Addressing the latency impacts that Hive imposes when querying large data sets was one of the drivers behind Impala’s development. Unlike Hive, an overlay on the MapReduce compute engine, Impala is a self-contained SQL compute engine. It bypasses MapReduce entirely to query data faster and improve scalability.
However, the Impala project also prioritized tight integration with Hadoop. That Impala supports Hive’s JDBC/ODBC driver, table metadata, and other features makes the compute engine’s integration with Hadoop architectures as seamless as possible. However, it also means that Impala relies on the non-standard SQL syntax of HiveQL and thus limits its accessibility to the full range of end-users.

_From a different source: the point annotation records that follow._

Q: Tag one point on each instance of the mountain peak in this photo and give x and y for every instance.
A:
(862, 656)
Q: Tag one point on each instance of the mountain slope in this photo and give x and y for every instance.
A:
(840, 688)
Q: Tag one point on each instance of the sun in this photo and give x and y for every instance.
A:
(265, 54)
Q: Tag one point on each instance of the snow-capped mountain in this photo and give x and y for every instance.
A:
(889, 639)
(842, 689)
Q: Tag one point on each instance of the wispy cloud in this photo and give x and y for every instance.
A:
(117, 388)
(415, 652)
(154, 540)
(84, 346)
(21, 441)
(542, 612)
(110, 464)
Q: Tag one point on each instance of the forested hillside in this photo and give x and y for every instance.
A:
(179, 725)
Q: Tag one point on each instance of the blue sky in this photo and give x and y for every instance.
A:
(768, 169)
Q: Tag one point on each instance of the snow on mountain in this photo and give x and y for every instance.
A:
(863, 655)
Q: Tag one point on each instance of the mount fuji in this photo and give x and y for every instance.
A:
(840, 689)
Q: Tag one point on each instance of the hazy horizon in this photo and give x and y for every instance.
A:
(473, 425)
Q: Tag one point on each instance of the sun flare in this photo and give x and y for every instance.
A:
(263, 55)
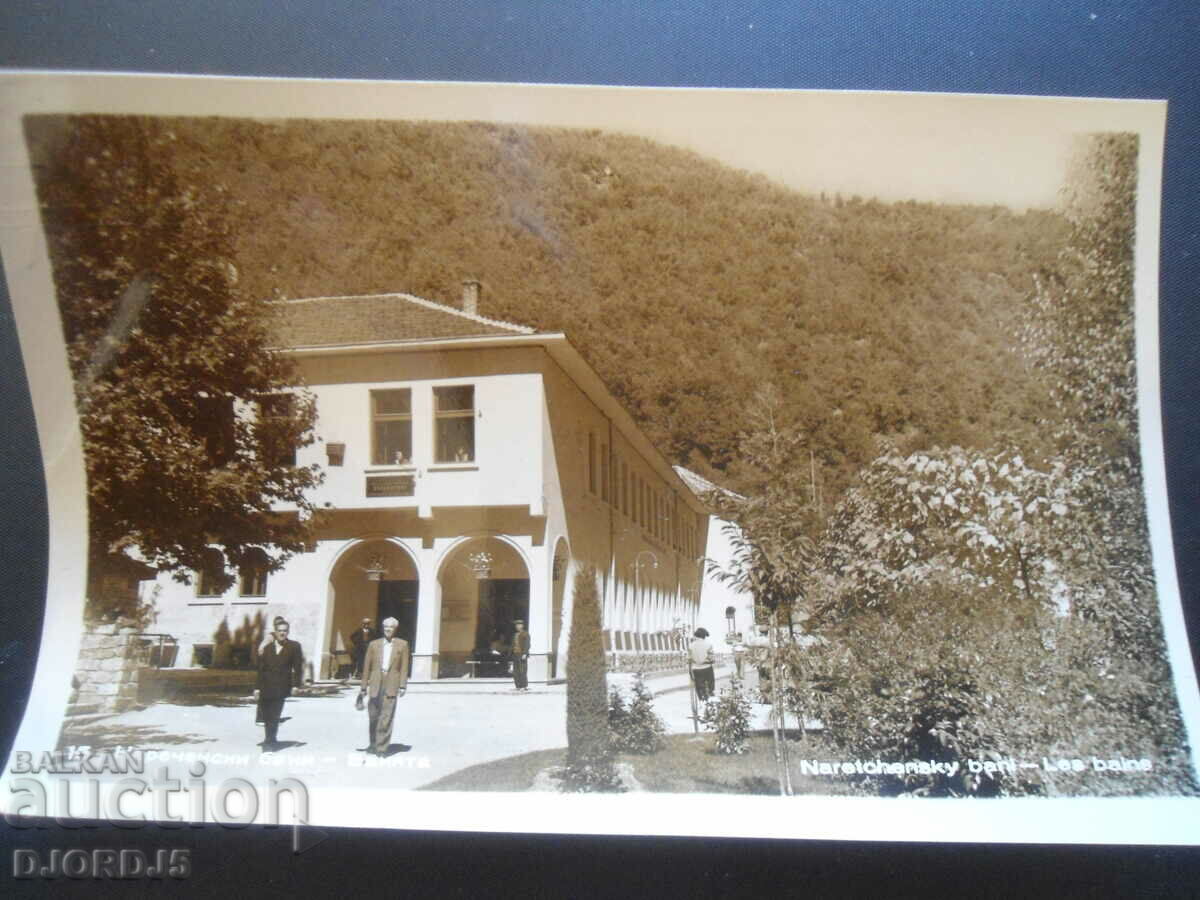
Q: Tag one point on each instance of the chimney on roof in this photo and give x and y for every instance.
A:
(471, 289)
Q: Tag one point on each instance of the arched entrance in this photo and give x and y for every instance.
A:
(485, 588)
(373, 580)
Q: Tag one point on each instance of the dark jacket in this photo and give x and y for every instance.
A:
(281, 671)
(521, 642)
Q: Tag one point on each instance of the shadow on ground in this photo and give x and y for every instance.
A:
(99, 737)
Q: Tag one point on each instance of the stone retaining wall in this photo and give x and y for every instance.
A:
(106, 678)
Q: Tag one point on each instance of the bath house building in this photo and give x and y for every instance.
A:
(472, 467)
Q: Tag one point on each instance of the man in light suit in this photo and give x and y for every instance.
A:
(384, 679)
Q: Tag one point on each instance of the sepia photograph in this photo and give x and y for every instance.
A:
(444, 443)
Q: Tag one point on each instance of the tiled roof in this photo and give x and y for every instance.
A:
(701, 485)
(377, 318)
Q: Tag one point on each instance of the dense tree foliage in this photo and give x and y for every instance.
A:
(187, 421)
(982, 604)
(687, 285)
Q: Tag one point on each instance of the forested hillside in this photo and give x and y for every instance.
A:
(687, 285)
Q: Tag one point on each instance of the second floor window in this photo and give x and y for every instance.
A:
(391, 413)
(454, 427)
(253, 575)
(208, 575)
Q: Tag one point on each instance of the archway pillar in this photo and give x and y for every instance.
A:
(541, 601)
(429, 617)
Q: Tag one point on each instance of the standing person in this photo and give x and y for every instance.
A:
(359, 642)
(520, 657)
(280, 670)
(702, 658)
(384, 679)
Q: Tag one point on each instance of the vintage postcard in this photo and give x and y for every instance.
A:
(750, 463)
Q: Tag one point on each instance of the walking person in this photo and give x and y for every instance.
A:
(739, 654)
(360, 640)
(280, 670)
(703, 658)
(521, 657)
(384, 679)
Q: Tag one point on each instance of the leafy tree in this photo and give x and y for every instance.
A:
(967, 516)
(773, 556)
(189, 420)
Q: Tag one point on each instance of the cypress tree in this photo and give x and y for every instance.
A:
(588, 755)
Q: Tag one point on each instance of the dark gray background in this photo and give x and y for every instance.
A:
(1104, 49)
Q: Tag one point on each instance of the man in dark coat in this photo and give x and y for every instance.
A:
(359, 641)
(280, 670)
(384, 679)
(521, 657)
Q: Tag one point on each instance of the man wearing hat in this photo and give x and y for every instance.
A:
(360, 640)
(521, 657)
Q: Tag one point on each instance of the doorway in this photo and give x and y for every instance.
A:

How Starburst helps with Apache Hive and Impala
Starburst has played different roles for companies that use Hive and Impala, from optimizing existing Hadoop infrastructures to replacing Hadoop entirely with an open data lakehouse.
Data modernization
Starburst supports modern table and file formats to become the compute engine of a modern data lakehouse analytics system. Based on the massively parallel Trino SQL query engine, Starburst allows companies to achieve the cost savings of cloud object storage while getting better performance and latency than conventional data warehouses. Thanks to ANSI-standard SQL, query generation is accessible to anyone with SQL skills or SQL-compliant applications.
Hadoop migration
Starburst can help companies migrate their on-premises HDFS architectures to the cloud. Over fifty connectors let Starburst federate enterprise data sources and make them accessible from a single interface. Virtualizing the on-premises data system lets the migration process happen seamlessly and transparently without impacting business users.
Hadoop optimization
Companies that prefer to keep their Hadoop infrastructure replace Hive and Impala to optimize query performance. Starburst uses Trino to replace the Hive runtime while retaining its other components like the Metastore. With the implementation of the Trino Hive connector, Starburst delivers fast queries on Hadoop platforms with higher concurrency and lower latency than Hive or Impala can ever achieve.
Starburst is a more cost-efficient, accessible, and performant alternative to Hive, Impala, and even Spark — especially as data continues to scale. Our customers have seen a tenfold performance improvement and a two-thirds reduction in infrastructure costs by adopting Starburst’s analytics solution. A large US bank used Starburst to replace Impala, reducing their time to insight for critical risk models by 96%. Replacing Spark let the bank eliminate ETL pipelines for joining Oracle and HDFS data with significant savings.